Максим выщелкнул папиросу из пачки. Покрутил ее в пальцах. Постучал гильзой по ладони. Зачем-то понюхал. Поморщился, запах от папиросы шел тяжелый, плохой. С силой дунул в мундштук, весь табак оказался на земле.

  - Так я стал учеником Деда.

  - У него были еще ученики? - поинтересовался Иван.

  - Нет, ...не знаю, я никого не интересовался этим, а старик не рассказывал. Наверно были. Учил он меня... - Максим запнулся.

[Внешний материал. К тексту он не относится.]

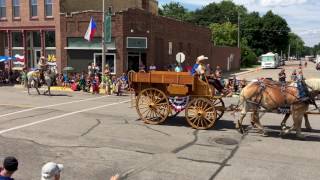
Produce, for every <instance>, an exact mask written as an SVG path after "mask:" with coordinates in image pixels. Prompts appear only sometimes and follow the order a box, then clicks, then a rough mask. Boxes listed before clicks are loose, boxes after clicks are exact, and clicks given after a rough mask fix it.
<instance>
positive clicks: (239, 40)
mask: <svg viewBox="0 0 320 180" xmlns="http://www.w3.org/2000/svg"><path fill="white" fill-rule="evenodd" d="M238 48H240V13H239V11H238Z"/></svg>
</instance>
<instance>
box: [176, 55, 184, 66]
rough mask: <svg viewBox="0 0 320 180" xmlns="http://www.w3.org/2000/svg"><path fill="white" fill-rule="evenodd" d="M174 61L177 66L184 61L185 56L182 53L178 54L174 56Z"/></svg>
mask: <svg viewBox="0 0 320 180" xmlns="http://www.w3.org/2000/svg"><path fill="white" fill-rule="evenodd" d="M176 60H177V62H178V63H179V64H182V63H183V62H184V61H185V60H186V55H185V54H184V53H183V52H179V53H177V55H176Z"/></svg>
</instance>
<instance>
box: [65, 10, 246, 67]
mask: <svg viewBox="0 0 320 180" xmlns="http://www.w3.org/2000/svg"><path fill="white" fill-rule="evenodd" d="M91 16H92V17H93V18H94V20H95V21H96V23H97V28H98V31H97V32H96V34H95V36H96V37H101V19H102V17H101V13H100V12H82V13H76V14H73V15H72V16H69V17H66V16H65V15H61V16H60V18H61V20H60V21H61V24H60V25H59V26H60V31H61V48H60V50H61V58H60V59H61V68H62V67H64V66H66V65H67V51H66V50H65V49H64V47H67V37H83V36H84V34H85V32H86V30H87V27H88V24H89V21H90V17H91ZM131 30H133V32H131ZM112 37H113V38H115V41H116V49H117V50H116V58H117V60H116V67H117V73H121V72H123V71H125V70H126V67H127V55H128V52H130V51H136V50H132V49H127V48H126V38H127V37H147V38H148V48H147V49H146V50H141V51H142V52H145V53H146V54H147V64H146V65H147V66H150V65H151V64H155V65H156V66H157V67H158V68H160V69H163V68H164V67H165V66H167V65H169V64H175V63H176V60H175V55H176V53H178V52H180V51H182V52H184V53H185V54H186V62H185V63H184V65H186V64H187V63H188V64H190V65H192V64H194V63H195V59H196V57H198V56H199V55H202V54H203V55H205V56H208V57H209V60H208V61H207V62H208V63H210V64H211V65H212V66H216V65H218V64H219V65H220V66H221V67H222V68H223V69H226V68H227V58H228V57H230V55H231V54H234V55H233V56H234V58H233V63H232V66H231V69H238V68H239V67H240V63H239V62H240V61H239V59H240V50H239V49H238V48H229V47H225V48H221V47H213V45H212V43H211V41H210V39H211V32H210V30H209V29H207V28H203V27H199V26H195V25H193V24H189V23H185V22H180V21H176V20H173V19H170V18H164V17H160V16H155V15H152V14H150V13H148V12H145V11H142V10H139V9H129V10H128V11H125V12H121V13H117V14H116V15H114V16H112ZM169 42H172V43H173V48H172V55H169V53H168V51H169Z"/></svg>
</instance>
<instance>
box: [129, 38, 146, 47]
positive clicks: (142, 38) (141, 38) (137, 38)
mask: <svg viewBox="0 0 320 180" xmlns="http://www.w3.org/2000/svg"><path fill="white" fill-rule="evenodd" d="M129 38H130V39H145V40H146V47H145V48H141V47H128V45H129V43H128V42H129ZM127 48H128V49H148V38H147V37H130V36H129V37H127Z"/></svg>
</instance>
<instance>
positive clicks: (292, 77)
mask: <svg viewBox="0 0 320 180" xmlns="http://www.w3.org/2000/svg"><path fill="white" fill-rule="evenodd" d="M305 67H306V64H305ZM278 76H279V82H280V83H281V84H283V85H285V84H286V83H287V82H292V83H294V84H295V86H296V87H297V88H298V90H299V99H300V100H301V101H306V100H308V88H307V86H306V85H305V83H304V80H305V78H304V76H303V71H302V66H301V65H299V67H298V72H297V70H296V69H294V70H293V71H292V73H291V75H290V80H289V81H287V79H286V78H287V76H286V72H285V69H281V70H280V72H279V74H278Z"/></svg>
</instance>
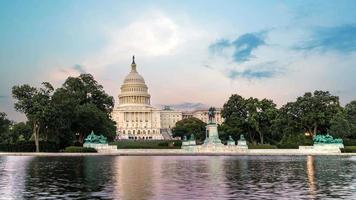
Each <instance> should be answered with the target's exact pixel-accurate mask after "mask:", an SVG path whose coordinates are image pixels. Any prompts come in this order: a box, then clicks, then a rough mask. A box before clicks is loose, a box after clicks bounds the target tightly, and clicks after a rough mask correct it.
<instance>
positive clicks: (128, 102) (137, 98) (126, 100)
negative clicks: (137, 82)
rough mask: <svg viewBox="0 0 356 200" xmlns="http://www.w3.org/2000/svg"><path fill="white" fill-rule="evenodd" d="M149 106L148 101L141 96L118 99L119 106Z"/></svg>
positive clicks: (143, 97)
mask: <svg viewBox="0 0 356 200" xmlns="http://www.w3.org/2000/svg"><path fill="white" fill-rule="evenodd" d="M130 103H137V104H150V99H149V98H147V97H142V96H124V97H121V98H120V104H130Z"/></svg>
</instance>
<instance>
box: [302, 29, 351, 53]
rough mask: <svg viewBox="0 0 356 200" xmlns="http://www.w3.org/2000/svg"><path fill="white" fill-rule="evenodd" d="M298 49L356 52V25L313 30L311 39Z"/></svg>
mask: <svg viewBox="0 0 356 200" xmlns="http://www.w3.org/2000/svg"><path fill="white" fill-rule="evenodd" d="M296 49H298V50H319V51H322V52H325V51H331V50H333V51H338V52H342V53H348V52H352V51H356V25H350V24H349V25H341V26H334V27H316V28H313V29H312V34H311V38H310V39H309V40H307V41H305V42H304V43H302V45H300V46H297V47H296Z"/></svg>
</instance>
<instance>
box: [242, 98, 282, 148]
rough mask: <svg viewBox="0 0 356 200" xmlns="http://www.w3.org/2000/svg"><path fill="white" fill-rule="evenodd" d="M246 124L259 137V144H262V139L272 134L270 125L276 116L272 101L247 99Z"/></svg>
mask: <svg viewBox="0 0 356 200" xmlns="http://www.w3.org/2000/svg"><path fill="white" fill-rule="evenodd" d="M247 107H248V114H247V123H248V124H249V125H250V127H252V128H253V129H254V130H255V131H256V132H257V133H258V136H259V141H260V143H261V144H263V143H264V137H265V136H267V135H270V134H271V133H272V129H271V126H272V123H273V120H275V118H276V116H277V108H276V104H274V103H273V101H272V100H268V99H262V100H258V99H255V98H249V99H247Z"/></svg>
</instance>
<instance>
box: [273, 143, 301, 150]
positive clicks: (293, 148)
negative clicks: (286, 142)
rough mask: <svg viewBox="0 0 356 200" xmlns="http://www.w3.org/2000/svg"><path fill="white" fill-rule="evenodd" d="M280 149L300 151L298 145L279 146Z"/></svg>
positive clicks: (279, 148)
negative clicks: (292, 149) (299, 150)
mask: <svg viewBox="0 0 356 200" xmlns="http://www.w3.org/2000/svg"><path fill="white" fill-rule="evenodd" d="M277 147H278V149H298V148H299V145H298V144H288V143H287V144H277Z"/></svg>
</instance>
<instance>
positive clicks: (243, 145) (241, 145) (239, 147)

  Перебирая пальцами в воздухе, подбирая слова, - Четко? Нет, не то. Понимаешь, у него все выходило, естественно, отработанно. Так что, наверное да, были.

  Петр Свержин.

  Девять лет назад...

  Я стоял перед резным крыльцом. Удивительно, но дом, стоящий в небольшом перелеске не был огорожен даже самым маленьким плетнем. Вот лес, деревья и вот он - дом. Рубленный из не ошкуренных бревен, с большими окнами, не характерными для деревенских изб. Высокая печная труба возвышается над треугольной крышей. С одного бока дровяной сарай, с другого большой пристрой. С русской баней находящейся метрах в двадцати слева. С права будка туалета, бубновый туз на деревянной двери был похож на распахнутый глаз. Все аккуратное, надежное, веющее спокойствием.

  Я легонько стукнул в резной наличник.

  - Я ждал тебя, - раздалось сзади, от неожиданности я вздрогнул и обернулся.

  Дед вышел из бани, был он гол пояс и бос, из одежды одни лишь холщовые штаны.

  - В баньку пойдешь?

  Я кивнул.

  - На окне молоко, пей и приходи.

  Раздевшись в предбаннике, я нырнул в жаркое нутро бани. Прилег на лавку. Только сейчас, расслабляясь под хлесткими ударами дубового веника, я ощутил на сколько был напряжен.

  Время пролетело незаметно. И когда мы, напарившись, покинули баню, оказалось что на улице давно стемнело, и на чернильном небе горели летние звезды.

  За вечерним чаем состоялся разговор с дедом.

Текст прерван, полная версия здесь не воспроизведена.